Fauci Predicts First COVID-19 Vaccine by Late December for High-Risk Americans

Fauci said the first COVID-19 vaccines could ship late December or early January.

Dr. Anthony Fauci, Director of the National Institute of Allergy and Infectious Diseases (NIAID), said a coronavirus vaccine may be available to high-risk Americans by the end of December or early January.

Right now, four candidates are now in Phase III trials in the U.S., with a fifth candidate close behind. Pfizer and Moderna are the front runners, expecting to have enough data to file for Emergency Use Authorization (EUA) in late November.

Both companies started the final stage of their clinical testing in late July with tens of thousands of participants. Pfizer and partner BioNTech had hoped to have key data from their 44,000-person trial by the end of October, but that has been pushed back by a few weeks due to not enough COVID-19 infections occurring among trial participants in order to analyze the data of vaccine versus placebo recipients.

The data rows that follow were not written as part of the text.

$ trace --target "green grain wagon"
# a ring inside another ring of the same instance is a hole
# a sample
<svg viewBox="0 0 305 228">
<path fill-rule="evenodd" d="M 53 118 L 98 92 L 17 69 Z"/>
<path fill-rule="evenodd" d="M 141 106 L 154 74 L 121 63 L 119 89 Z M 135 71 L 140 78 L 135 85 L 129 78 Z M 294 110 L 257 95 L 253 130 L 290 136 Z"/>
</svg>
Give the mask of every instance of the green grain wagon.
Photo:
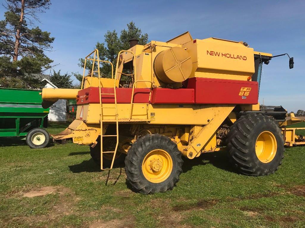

Moderna CEO Stéphane Bancel pushed back the timeline for their vaccine saying it likely would be available in January, that the company wouldn’t seek approval from the FDA until then. AstraZeneca and NovaVax are just a little further behind on their timelines. They’ve all been striking deals with governments across the globe to deliver their vaccines in 2021.

“The first interim look (at the front runner trial data) should be, we hope, within the next few weeks,” Fauci said in a live streamed chat with Dr. Francis Collins, director of the National Institutes of Health.

After that, the data will go to the FDA for regulatory approval. As for who gets vaccinated first, they’re looking at high-risk healthcare workers and first responders. Older adults, especially those in crowded facilities, and people with underlying conditions that put them at higher risk will also receive priority.

Fauci was clear that a vaccine is what is needed in an interview with JAMA: “We get to herd immunity from a vaccine. That’s how you get to herd immunity, not by getting everyone infected.”

Any other route to herd immunity involves a cost in lives that’s simply too high.

Even once an effective vaccine is in our hands, it will still be awhile before we get back to some version of “normal” as immunity builds across the nation and globally. Fauci predicts life will not likely get back to business as usual “until the end of 2021 at least.”

In the meantime, Collins urged Americans to not grow weary of the preventive actions they’ve been taking since March. “I know Americans are tired of these measures. Tired of wearing masks. Tired of not being able to congregate together,” Collins said. “But we’ve got a long road yet to go.”